A pesquisa também evidencia um quadro de múltiplas forças políticas no estado. Omar Aziz aparece como principal nome da oposição tradicional; Maria do Carmo consolida um campo conservador ligado ao PL; Roberto Cidade tenta viabilizar a continuidade do grupo político ligado ao governador Wilson Lima; enquanto David Almeida busca construir uma alternativa baseada em sua gestão na Prefeitura de Manaus.
Na corrida para o Senado Federal, a pesquisa revela um cenário ainda mais complexo devido à existência de duas vagas em disputa e à possibilidade de o eleitor escolher dois candidatos.
No somatório de primeiro e segundo voto, Eduardo Braga (MDB) lidera com 48%, seguido por Capitão Alberto Neto (PL), com 41%. Na sequência aparecem Plínio Valério (PSDB), com 28%, Wilson Lima (União Brasil), com 24%, Marcos Rotta (Avante), com 18%, e Marcelo Ramos (PT), também com 18%. Nos votos válidos, Eduardo Braga chega a 54%, enquanto Alberto Neto registra 46%. Plínio Valério aparece com 31% e Wilson Lima com 27%, mantendo-se na disputa pelas duas vagas.

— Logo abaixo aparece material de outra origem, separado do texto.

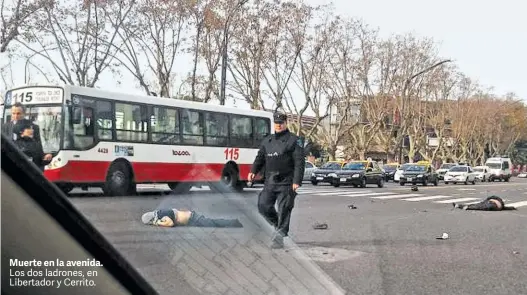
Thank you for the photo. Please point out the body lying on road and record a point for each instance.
(492, 203)
(174, 217)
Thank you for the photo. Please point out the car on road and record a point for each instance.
(399, 172)
(389, 171)
(500, 168)
(309, 169)
(359, 173)
(444, 169)
(460, 173)
(482, 173)
(321, 174)
(421, 172)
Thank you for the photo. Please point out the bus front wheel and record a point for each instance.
(119, 180)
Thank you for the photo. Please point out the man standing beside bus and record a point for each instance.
(281, 155)
(17, 114)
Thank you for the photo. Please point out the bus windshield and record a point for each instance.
(48, 119)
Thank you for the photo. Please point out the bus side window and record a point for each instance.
(83, 130)
(262, 129)
(217, 129)
(241, 131)
(192, 122)
(104, 119)
(165, 125)
(131, 122)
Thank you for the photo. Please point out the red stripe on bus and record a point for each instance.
(95, 172)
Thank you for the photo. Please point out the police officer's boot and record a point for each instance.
(277, 242)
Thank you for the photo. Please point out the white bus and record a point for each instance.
(115, 141)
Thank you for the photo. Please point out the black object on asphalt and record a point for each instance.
(320, 226)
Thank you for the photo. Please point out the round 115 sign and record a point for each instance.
(35, 95)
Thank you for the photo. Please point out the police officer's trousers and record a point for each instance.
(284, 197)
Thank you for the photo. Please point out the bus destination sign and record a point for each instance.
(35, 95)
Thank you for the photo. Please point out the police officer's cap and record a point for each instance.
(280, 118)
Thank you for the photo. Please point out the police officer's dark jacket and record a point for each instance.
(282, 155)
(29, 146)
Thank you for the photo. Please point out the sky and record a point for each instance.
(487, 40)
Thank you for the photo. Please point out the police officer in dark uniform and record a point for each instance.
(281, 155)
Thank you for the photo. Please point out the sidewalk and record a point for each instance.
(215, 260)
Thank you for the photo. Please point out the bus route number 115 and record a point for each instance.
(232, 153)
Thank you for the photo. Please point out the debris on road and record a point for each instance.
(320, 226)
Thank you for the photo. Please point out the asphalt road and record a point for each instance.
(387, 245)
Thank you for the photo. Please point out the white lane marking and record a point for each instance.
(369, 194)
(397, 196)
(426, 198)
(456, 200)
(517, 204)
(361, 194)
(316, 192)
(345, 192)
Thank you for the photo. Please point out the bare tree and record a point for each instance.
(210, 49)
(309, 57)
(68, 37)
(248, 45)
(14, 16)
(149, 41)
(286, 40)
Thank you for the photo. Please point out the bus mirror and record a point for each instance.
(77, 115)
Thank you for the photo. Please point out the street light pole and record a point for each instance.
(405, 96)
(224, 55)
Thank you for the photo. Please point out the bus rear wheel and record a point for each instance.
(119, 180)
(180, 187)
(65, 187)
(229, 180)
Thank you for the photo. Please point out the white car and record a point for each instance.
(460, 173)
(399, 172)
(482, 173)
(309, 169)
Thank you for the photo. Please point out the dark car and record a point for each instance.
(422, 173)
(321, 174)
(359, 173)
(389, 171)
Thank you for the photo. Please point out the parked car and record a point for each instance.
(421, 172)
(500, 168)
(310, 168)
(482, 173)
(399, 172)
(389, 171)
(460, 173)
(359, 173)
(321, 174)
(444, 169)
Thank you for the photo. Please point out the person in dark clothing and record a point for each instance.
(175, 217)
(281, 156)
(17, 114)
(23, 134)
(492, 203)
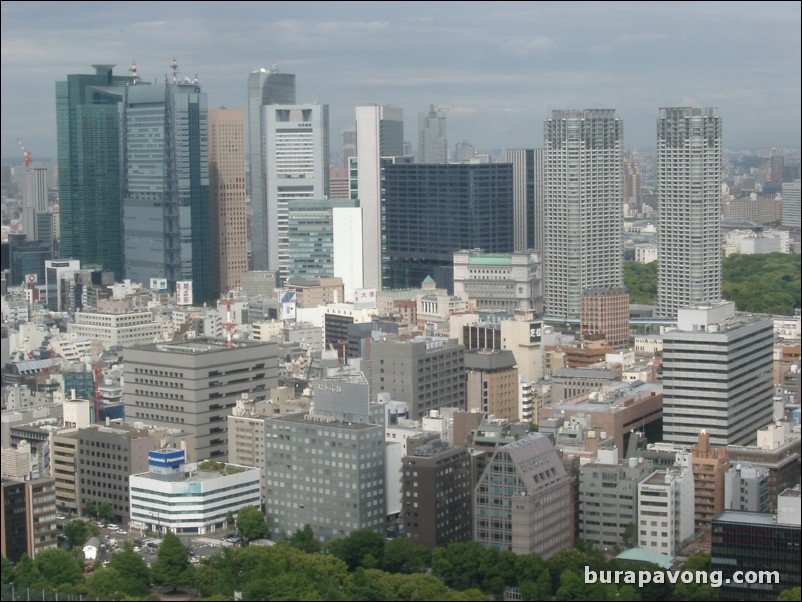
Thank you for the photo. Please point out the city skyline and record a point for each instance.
(499, 71)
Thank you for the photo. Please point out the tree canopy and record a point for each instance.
(171, 567)
(251, 523)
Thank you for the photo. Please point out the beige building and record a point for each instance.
(227, 198)
(492, 385)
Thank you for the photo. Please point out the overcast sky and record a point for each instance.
(499, 68)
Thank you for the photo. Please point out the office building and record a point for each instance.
(326, 468)
(717, 375)
(380, 133)
(605, 313)
(748, 541)
(746, 488)
(106, 457)
(264, 88)
(523, 501)
(296, 168)
(492, 383)
(582, 207)
(28, 523)
(90, 167)
(608, 499)
(437, 493)
(689, 202)
(228, 202)
(665, 510)
(432, 136)
(709, 466)
(166, 213)
(431, 211)
(511, 281)
(792, 204)
(34, 204)
(527, 170)
(193, 386)
(189, 498)
(324, 239)
(427, 374)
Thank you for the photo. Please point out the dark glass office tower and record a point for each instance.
(88, 127)
(430, 211)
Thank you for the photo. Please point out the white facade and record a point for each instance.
(665, 510)
(380, 133)
(348, 247)
(116, 329)
(195, 504)
(296, 156)
(582, 207)
(689, 198)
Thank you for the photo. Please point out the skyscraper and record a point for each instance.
(582, 207)
(89, 162)
(166, 216)
(380, 133)
(689, 208)
(264, 88)
(296, 168)
(527, 173)
(432, 137)
(229, 216)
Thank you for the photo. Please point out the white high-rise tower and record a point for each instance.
(582, 207)
(689, 206)
(297, 168)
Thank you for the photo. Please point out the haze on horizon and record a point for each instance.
(499, 69)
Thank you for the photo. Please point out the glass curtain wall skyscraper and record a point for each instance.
(167, 218)
(296, 167)
(264, 88)
(89, 164)
(689, 208)
(582, 207)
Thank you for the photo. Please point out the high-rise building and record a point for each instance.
(296, 168)
(582, 207)
(689, 206)
(194, 385)
(431, 211)
(380, 133)
(527, 174)
(166, 217)
(432, 137)
(325, 241)
(28, 523)
(426, 374)
(437, 491)
(717, 375)
(523, 502)
(264, 88)
(228, 200)
(89, 167)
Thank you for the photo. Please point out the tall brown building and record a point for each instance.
(710, 465)
(437, 491)
(228, 198)
(492, 384)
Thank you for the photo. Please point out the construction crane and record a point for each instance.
(26, 156)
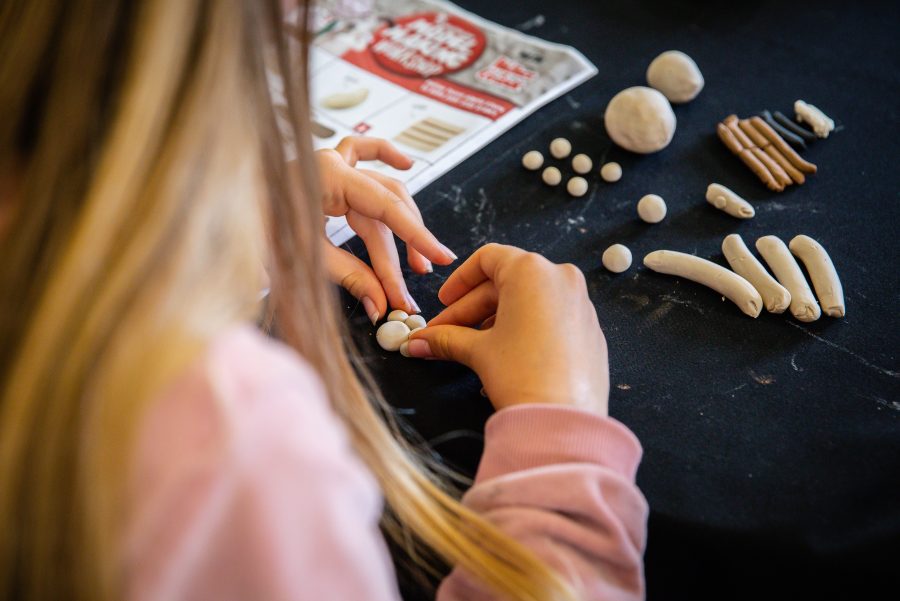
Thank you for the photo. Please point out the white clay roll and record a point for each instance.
(775, 296)
(725, 282)
(803, 304)
(822, 273)
(725, 200)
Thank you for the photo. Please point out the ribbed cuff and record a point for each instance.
(535, 435)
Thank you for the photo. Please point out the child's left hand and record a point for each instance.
(376, 207)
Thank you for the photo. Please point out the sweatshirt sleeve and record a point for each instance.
(247, 487)
(562, 482)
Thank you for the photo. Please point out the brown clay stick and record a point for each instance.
(785, 164)
(782, 146)
(747, 142)
(747, 157)
(774, 168)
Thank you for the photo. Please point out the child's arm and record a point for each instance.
(561, 481)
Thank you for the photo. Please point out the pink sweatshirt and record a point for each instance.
(245, 486)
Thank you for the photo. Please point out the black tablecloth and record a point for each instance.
(771, 447)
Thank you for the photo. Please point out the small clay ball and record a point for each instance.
(391, 335)
(652, 208)
(414, 322)
(640, 119)
(577, 186)
(676, 75)
(611, 172)
(617, 258)
(397, 315)
(582, 163)
(532, 160)
(560, 148)
(551, 176)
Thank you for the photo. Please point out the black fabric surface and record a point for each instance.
(771, 447)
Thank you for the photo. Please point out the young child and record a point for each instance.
(155, 445)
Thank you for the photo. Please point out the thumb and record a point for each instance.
(454, 343)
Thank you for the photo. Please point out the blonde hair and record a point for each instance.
(150, 186)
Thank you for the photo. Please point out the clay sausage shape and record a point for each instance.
(725, 282)
(775, 296)
(822, 273)
(803, 304)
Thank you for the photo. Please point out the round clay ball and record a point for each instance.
(551, 176)
(414, 322)
(676, 75)
(560, 148)
(391, 335)
(652, 208)
(532, 160)
(397, 315)
(577, 186)
(640, 119)
(611, 172)
(617, 258)
(582, 163)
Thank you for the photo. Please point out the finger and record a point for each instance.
(482, 265)
(472, 309)
(416, 260)
(357, 278)
(358, 148)
(386, 263)
(368, 197)
(453, 343)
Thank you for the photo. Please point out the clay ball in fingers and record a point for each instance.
(391, 335)
(640, 119)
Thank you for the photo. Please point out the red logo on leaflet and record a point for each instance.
(506, 73)
(427, 45)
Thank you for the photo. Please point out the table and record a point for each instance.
(771, 447)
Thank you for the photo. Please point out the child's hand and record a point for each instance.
(376, 207)
(539, 342)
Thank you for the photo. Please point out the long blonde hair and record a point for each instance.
(150, 186)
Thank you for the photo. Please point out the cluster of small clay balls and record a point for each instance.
(561, 148)
(393, 335)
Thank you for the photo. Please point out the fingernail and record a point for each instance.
(412, 303)
(419, 349)
(371, 309)
(449, 252)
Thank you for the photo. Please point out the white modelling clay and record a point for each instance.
(391, 335)
(725, 200)
(577, 186)
(725, 282)
(551, 176)
(345, 100)
(560, 148)
(414, 322)
(640, 119)
(822, 273)
(582, 163)
(611, 172)
(652, 208)
(819, 121)
(397, 315)
(676, 75)
(803, 304)
(617, 258)
(776, 297)
(532, 160)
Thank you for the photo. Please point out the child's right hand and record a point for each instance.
(539, 342)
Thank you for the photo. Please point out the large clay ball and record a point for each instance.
(640, 119)
(676, 75)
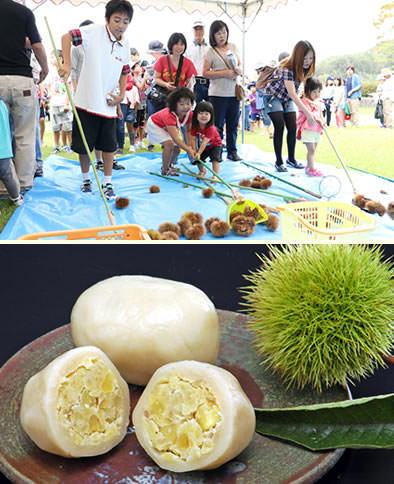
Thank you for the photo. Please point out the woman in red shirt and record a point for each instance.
(176, 47)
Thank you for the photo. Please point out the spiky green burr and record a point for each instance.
(321, 314)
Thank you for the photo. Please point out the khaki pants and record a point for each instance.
(388, 113)
(19, 95)
(354, 105)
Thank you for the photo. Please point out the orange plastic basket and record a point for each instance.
(307, 221)
(112, 232)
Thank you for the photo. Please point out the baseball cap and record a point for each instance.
(156, 46)
(198, 23)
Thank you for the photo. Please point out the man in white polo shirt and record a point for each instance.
(196, 52)
(101, 86)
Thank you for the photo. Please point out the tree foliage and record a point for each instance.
(384, 22)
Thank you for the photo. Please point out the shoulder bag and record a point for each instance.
(239, 90)
(265, 76)
(158, 94)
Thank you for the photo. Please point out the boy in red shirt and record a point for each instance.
(206, 137)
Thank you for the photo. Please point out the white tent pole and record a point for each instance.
(243, 74)
(39, 5)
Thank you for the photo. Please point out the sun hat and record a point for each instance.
(156, 46)
(386, 72)
(198, 23)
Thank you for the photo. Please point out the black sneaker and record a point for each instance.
(109, 192)
(100, 165)
(234, 156)
(295, 164)
(117, 166)
(86, 186)
(280, 167)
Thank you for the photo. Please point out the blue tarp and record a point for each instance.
(56, 203)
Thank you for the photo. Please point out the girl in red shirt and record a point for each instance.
(164, 127)
(206, 137)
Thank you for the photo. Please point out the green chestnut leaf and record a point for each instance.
(360, 423)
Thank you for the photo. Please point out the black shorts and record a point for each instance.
(140, 118)
(214, 154)
(100, 133)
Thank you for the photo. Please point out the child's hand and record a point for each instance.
(191, 152)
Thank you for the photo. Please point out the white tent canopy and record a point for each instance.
(241, 8)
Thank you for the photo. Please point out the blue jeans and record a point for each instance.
(120, 126)
(201, 92)
(227, 111)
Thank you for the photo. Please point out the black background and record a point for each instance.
(41, 282)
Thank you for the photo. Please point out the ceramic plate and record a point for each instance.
(265, 460)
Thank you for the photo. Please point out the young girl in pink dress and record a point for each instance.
(206, 140)
(310, 132)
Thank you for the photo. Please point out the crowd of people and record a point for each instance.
(187, 97)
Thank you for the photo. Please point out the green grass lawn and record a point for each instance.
(367, 147)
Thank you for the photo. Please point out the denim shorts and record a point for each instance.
(274, 104)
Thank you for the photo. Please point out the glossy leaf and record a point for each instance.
(361, 423)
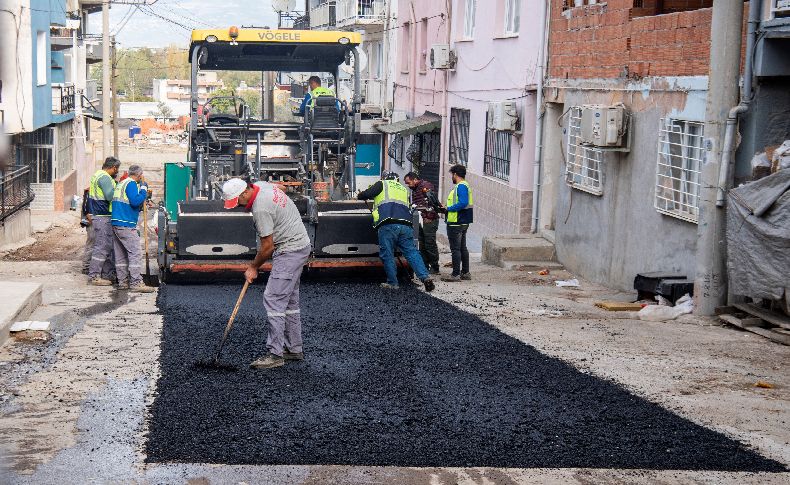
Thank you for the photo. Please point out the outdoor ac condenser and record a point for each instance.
(603, 126)
(503, 116)
(442, 57)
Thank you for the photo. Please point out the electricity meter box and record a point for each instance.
(603, 126)
(503, 116)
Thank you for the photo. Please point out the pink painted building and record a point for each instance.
(419, 90)
(486, 100)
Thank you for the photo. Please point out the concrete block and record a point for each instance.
(18, 302)
(512, 249)
(15, 230)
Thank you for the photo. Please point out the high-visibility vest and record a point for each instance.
(124, 212)
(464, 216)
(391, 204)
(97, 201)
(320, 91)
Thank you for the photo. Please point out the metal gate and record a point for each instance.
(426, 156)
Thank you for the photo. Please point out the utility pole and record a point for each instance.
(268, 98)
(106, 88)
(114, 102)
(710, 284)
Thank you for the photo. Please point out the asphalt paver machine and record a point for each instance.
(312, 157)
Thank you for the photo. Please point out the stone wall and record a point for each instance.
(499, 208)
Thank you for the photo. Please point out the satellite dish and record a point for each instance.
(283, 5)
(363, 62)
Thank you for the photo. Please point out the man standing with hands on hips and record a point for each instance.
(127, 200)
(284, 239)
(460, 203)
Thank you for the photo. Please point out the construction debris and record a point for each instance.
(619, 306)
(572, 283)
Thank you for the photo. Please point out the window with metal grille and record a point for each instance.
(459, 136)
(583, 165)
(512, 16)
(395, 152)
(496, 162)
(678, 169)
(37, 151)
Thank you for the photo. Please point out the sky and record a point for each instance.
(168, 22)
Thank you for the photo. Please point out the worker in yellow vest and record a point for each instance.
(393, 221)
(460, 204)
(316, 90)
(101, 270)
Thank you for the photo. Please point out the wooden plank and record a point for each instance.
(764, 332)
(619, 306)
(768, 316)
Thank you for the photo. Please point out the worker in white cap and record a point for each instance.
(284, 239)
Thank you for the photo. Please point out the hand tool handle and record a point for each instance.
(145, 236)
(232, 317)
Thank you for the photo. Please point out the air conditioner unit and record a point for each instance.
(503, 116)
(603, 126)
(442, 57)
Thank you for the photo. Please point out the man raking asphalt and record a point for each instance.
(284, 239)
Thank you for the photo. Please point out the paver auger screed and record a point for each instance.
(313, 159)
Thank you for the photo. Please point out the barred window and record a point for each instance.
(37, 151)
(396, 152)
(678, 170)
(496, 162)
(459, 136)
(584, 164)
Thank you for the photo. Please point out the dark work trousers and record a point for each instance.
(457, 237)
(281, 300)
(428, 248)
(88, 251)
(102, 255)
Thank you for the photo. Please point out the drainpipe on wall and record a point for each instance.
(728, 147)
(412, 65)
(710, 282)
(539, 117)
(443, 154)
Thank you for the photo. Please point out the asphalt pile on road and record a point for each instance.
(400, 378)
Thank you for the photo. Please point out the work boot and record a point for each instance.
(288, 355)
(269, 361)
(96, 281)
(429, 286)
(141, 288)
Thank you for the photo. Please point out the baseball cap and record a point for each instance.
(231, 190)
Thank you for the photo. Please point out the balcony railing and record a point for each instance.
(92, 89)
(62, 98)
(323, 16)
(15, 192)
(372, 92)
(360, 12)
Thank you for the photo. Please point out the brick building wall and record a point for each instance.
(619, 40)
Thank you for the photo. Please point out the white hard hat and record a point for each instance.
(231, 190)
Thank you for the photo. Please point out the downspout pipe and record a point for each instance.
(540, 113)
(728, 145)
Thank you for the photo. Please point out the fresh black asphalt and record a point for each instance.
(400, 378)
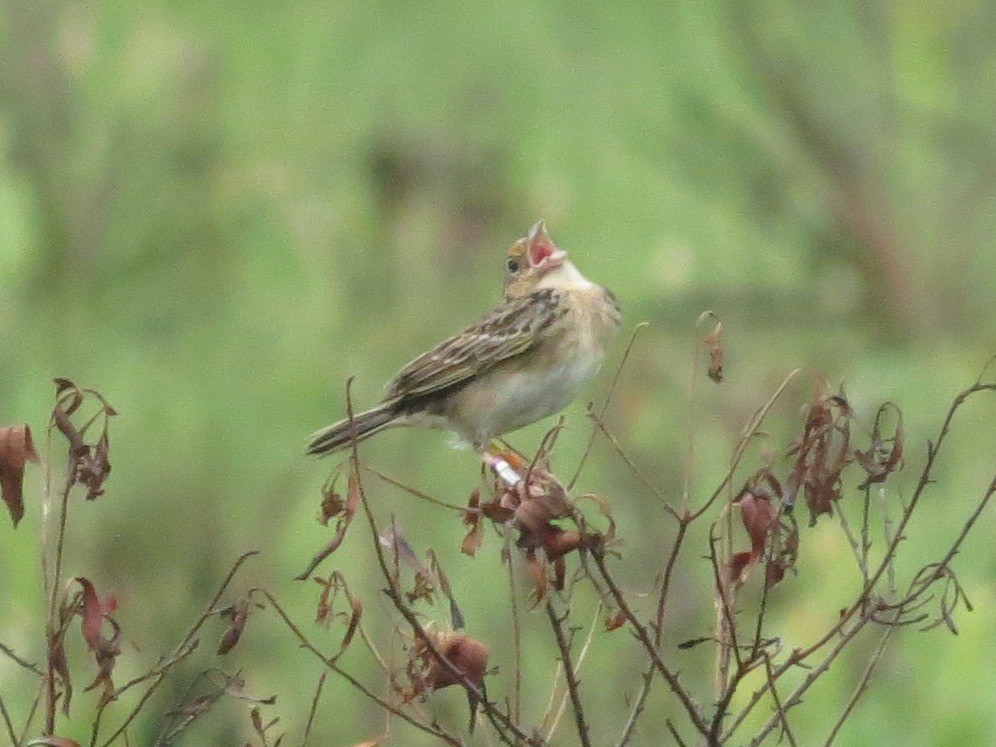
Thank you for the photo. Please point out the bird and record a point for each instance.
(526, 360)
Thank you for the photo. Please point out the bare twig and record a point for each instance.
(430, 728)
(691, 708)
(573, 687)
(179, 653)
(605, 404)
(862, 684)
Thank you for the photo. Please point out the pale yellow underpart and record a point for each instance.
(542, 381)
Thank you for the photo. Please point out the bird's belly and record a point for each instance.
(502, 401)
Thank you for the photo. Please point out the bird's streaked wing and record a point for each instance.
(507, 331)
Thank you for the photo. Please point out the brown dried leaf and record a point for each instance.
(877, 463)
(16, 448)
(94, 468)
(714, 341)
(759, 517)
(468, 656)
(739, 563)
(105, 650)
(238, 615)
(538, 574)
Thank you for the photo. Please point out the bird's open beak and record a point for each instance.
(543, 253)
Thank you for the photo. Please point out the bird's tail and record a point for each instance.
(339, 435)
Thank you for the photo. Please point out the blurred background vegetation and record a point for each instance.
(216, 212)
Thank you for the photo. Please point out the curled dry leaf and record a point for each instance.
(714, 342)
(468, 656)
(345, 517)
(105, 650)
(16, 448)
(821, 454)
(238, 615)
(884, 455)
(614, 622)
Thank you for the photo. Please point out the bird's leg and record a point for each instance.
(499, 464)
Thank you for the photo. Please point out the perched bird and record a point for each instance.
(524, 361)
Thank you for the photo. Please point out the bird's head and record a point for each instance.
(530, 260)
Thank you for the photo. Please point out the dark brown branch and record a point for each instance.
(573, 687)
(691, 708)
(331, 664)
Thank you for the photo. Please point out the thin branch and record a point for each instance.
(691, 708)
(605, 404)
(779, 708)
(581, 657)
(741, 447)
(413, 491)
(499, 720)
(175, 658)
(432, 728)
(862, 684)
(33, 668)
(314, 707)
(7, 722)
(570, 675)
(516, 633)
(600, 424)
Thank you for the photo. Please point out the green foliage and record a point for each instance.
(216, 213)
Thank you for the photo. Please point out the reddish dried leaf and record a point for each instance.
(472, 542)
(332, 505)
(759, 516)
(93, 614)
(323, 612)
(739, 563)
(94, 468)
(467, 655)
(614, 622)
(105, 650)
(16, 448)
(558, 542)
(58, 663)
(238, 615)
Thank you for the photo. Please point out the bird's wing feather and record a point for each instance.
(507, 331)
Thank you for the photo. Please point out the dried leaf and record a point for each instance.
(238, 615)
(332, 505)
(538, 574)
(16, 448)
(105, 650)
(467, 655)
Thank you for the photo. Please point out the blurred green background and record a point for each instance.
(216, 212)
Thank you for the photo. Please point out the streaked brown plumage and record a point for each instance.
(524, 361)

O levantamento indica que Eduardo Braga possui forte desempenho como primeiro voto, principalmente no interior do Amazonas, onde alcança 53%. Já Alberto Neto demonstra maior competitividade na capital, registrando 45% entre os eleitores de Manaus. Wilson Lima apresenta desempenho mais consistente no interior, onde chega a 31%, enquanto Plínio Valério mantém votação relativamente equilibrada entre capital e interior.
Os cruzamentos da pesquisa também sugerem uma tendência de alinhamento entre determinados grupos políticos. Entre os eleitores de Omar Aziz para o Governo, 54% afirmam votar em Eduardo Braga para o Senado. Já entre os eleitores de Maria do Carmo, 48% escolhem Alberto Neto.
O levantamento aponta ainda que o eleitorado ligado ao grupo governista de Wilson Lima e Roberto Cidade apresenta dispersão maior no segundo voto para o Senado, beneficiando nomes como Alberto Neto e Plínio Valério. Apesar das lideranças apresentadas na pesquisa, o cenário eleitoral amazonense ainda é considerado aberto. A distância temporal até as eleições, as possíveis alianças partidárias, a formação das chapas majoritárias e o desempenho das campanhas tendem a influenciar diretamente a consolidação dos votos nos próximos meses.
A pesquisa indica, neste momento, um Amazonas politicamente dividido entre diferentes blocos regionais, ideológicos e administrativos, com forte peso da capital e do interior nas estratégias eleitorais para 2026.